Slip and fall accidents occur with regularity on cruise ships. One defense that all the major cruise lines assert in such claims is that they did not have the requisite notice that the deck was wet and slippery.
The Notice Defense
In slip and fall cases, the mere fact that an accident occurred or that the deck was slick dose not automatically make the cruise line liable for a passenger’s injuries. Where a deck becomes wet due to weather or spills caused by non-crewmembers, maritime law requires the injured plaintiff to prove that the cruise line either had notice of the risk-creating condition. Notice comes in two varieties, “actual” and “constructive” “Actual notice” is when the defendant knows of the risk-creating condition. “Constructive notice” is when it could be shown that the dangerous condition has existed for such a period of time that a reasonable shipowner would have known the condition was present. A recent case from the Southern District of Florida exemplifies how an injured passenger can prove a cruise line was on notice of a slippery deck.
Facts of the Case
In this case, a passenger and her husband took a vacation aboard the Oceania Cruise line’s Ocean Riviera cruise ship.

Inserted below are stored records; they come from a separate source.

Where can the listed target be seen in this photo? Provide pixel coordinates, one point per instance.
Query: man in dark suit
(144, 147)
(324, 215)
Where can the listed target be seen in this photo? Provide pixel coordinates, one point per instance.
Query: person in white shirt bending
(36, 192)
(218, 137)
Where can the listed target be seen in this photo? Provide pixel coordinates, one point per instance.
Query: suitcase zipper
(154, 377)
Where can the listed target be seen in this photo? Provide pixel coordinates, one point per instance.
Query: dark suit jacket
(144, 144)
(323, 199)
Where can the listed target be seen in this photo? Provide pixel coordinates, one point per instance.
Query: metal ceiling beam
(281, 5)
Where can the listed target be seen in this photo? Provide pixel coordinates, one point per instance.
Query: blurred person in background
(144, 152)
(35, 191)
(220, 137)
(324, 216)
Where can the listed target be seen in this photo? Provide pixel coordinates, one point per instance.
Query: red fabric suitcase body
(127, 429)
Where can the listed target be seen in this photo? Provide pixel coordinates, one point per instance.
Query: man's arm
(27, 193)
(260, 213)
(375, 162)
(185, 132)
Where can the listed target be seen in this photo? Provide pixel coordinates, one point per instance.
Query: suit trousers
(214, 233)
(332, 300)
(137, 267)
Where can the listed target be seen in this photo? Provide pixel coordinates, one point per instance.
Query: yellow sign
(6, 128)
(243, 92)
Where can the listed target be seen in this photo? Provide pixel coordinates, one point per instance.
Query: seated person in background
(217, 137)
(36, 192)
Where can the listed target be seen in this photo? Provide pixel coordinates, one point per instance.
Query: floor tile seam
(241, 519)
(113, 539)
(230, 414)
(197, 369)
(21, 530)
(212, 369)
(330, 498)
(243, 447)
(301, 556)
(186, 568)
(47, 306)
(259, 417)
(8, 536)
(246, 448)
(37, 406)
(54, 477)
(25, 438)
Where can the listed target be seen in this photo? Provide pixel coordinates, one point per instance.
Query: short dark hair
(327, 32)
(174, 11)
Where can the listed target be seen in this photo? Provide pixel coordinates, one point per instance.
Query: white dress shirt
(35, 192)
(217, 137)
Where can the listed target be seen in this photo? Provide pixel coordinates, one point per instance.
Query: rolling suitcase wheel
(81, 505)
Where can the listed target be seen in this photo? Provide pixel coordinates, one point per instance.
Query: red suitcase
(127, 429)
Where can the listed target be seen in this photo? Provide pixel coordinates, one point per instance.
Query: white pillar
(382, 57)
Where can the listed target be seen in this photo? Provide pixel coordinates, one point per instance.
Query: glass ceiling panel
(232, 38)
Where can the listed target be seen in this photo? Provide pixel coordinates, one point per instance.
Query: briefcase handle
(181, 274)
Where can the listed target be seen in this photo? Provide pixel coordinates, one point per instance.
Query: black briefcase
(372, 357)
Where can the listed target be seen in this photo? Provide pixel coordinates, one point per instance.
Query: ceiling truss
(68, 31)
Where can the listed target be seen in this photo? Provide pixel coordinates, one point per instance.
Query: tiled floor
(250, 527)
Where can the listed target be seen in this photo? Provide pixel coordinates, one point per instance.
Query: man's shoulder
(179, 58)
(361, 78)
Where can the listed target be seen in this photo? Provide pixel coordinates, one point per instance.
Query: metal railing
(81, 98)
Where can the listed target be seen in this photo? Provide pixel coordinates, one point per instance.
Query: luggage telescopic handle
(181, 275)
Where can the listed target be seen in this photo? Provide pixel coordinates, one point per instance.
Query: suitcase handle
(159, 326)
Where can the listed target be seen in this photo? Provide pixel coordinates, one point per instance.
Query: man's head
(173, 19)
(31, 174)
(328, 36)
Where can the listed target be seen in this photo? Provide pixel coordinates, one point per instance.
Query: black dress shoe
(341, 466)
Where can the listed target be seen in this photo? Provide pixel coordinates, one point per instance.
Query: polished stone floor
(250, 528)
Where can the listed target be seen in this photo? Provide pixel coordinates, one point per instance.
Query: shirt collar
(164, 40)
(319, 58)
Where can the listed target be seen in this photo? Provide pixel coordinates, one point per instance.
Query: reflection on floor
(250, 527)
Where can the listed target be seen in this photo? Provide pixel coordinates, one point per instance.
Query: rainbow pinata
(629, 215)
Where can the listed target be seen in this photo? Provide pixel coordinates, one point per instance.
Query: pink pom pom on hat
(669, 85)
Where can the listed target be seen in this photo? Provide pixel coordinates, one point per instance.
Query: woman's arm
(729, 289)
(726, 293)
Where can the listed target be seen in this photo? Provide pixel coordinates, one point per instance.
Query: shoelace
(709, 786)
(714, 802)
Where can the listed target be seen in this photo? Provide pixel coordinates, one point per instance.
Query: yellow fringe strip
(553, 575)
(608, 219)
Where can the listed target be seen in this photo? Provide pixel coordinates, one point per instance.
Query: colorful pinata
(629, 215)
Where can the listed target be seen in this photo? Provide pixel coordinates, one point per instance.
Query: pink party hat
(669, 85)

It had rained that morning and the couple walked underneath a covered section of the perimeter of the ship’s outside pool deck. They re-entered the interior of the ship through an outward opening door. The cruise line placed a “CAUTION Wet Floor” sign approximately three feet from the door. Just past the door’s threshold, a floor mat was placed on the granite deck surface which spanned the width of the corridor. As the wife stepped off the mat onto the granite, her right foot slipped forward causing her to fall. The fall resulted in personal injuries. The passenger filed a negligence claim against Oceania alleging, among other things, that the floor was unreasonably slippery and that the cruise line was on notice of the hazardous condition yet did nothing to make the area reasonably safe.
The Cruise Line’s Motion for Summary Judgment
Oceania filed a motion asking the court to grant summary judgment in its favor on the notice defense. The cruise line argued that it is entitled to a ruling of no liability as the injured passenger has no evidence to support the allegation that the company had either actual or constructive notice of the unreasonably slippery condition. The injured passenger argued that the mere placement of the “CAUTION Wet Floor” sign near the door is evidence alone that the cruise line had actual notice of the wet and slippery condition. The court agreed with the passenger’s argument and found that the placement of the warning sign is sufficient evidence for a jury to later determine whether the cruise line was on notice that the floor was unreasonably slippery.
Import of the Case
Our law firm has litigated several cruise ship slip and fall cases over the years. This case demonstrates that the success or failure of such a claim depends upon the facts and circumstances surrounding the accident. When gathering evidence to prove a negligence claim, it is imperative that due attention is given to how the plaintiff will prove the cruise line had notice of the hazardous condition. Failure to gather this evidence will likely result in the court finding no liability on the cruise line’s part.